Thus the familiar Federalist safeguards: a strong president, a ponderous senate, and most brilliantly, judicial review, the brainchild of Hamilton and Marshall. Jay's contribution to the "Federalist persuasion" was rather a matter of style. He eschewed both the high-souled ambition of Hamilton and the provocative plumage of the Virginia gentry. He did not, like Hamilton, die a young and darkly Greek death, nor did he, like Washington and Jefferson, retire to a porticoed mansion. His last years were spent in a modest farmhouse in Bedford where he read the Bible and lamented the decay of the republic—a preppie nirvana. 

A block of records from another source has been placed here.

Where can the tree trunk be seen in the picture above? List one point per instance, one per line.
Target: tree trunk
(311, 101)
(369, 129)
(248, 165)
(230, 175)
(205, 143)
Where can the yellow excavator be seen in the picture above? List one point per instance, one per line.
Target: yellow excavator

Jay was not a reluctant democrat: he was a boring aristocrat, and in history the penalty for dullness is obscurity. Had he openly defended the aristocratic ideal he cherished, his claims would be greater. The materials were there, but the candor was lacking. Greek culture, Werner Jaeger wrote in Paideia, "begins in the aristocratic world of early Greece, with the creation of a definite ideal of human perfection, an ideal towards which the élite of the race was constantly trained." 

The knightly ideal of old Greece— kalokagathia, beauty and loftiness of spirit—became in Athens a democratic ideal; Jefferson sought to make it the touchstone of American democracy, and in Greek accents he spoke of the time when, "under our democratic stimulants," every man "is potentially an athlete in body and an Aristotle in mind." Roundhead bigotry might deny it, but the aristocratic temperament, when not ossified and feudal, has something to contribute to the moral and spiritual life of a people. In Jay, however, as well as in the mandarin class which he inspired, all the characteristic virtù of nobility is lost in caution and defensiveness, in mere gentility. Stahr's book, scrupulously researched and carefully composed, cannot finally make a compelling figure of a man who, for all his decency, concealed too much of what he was.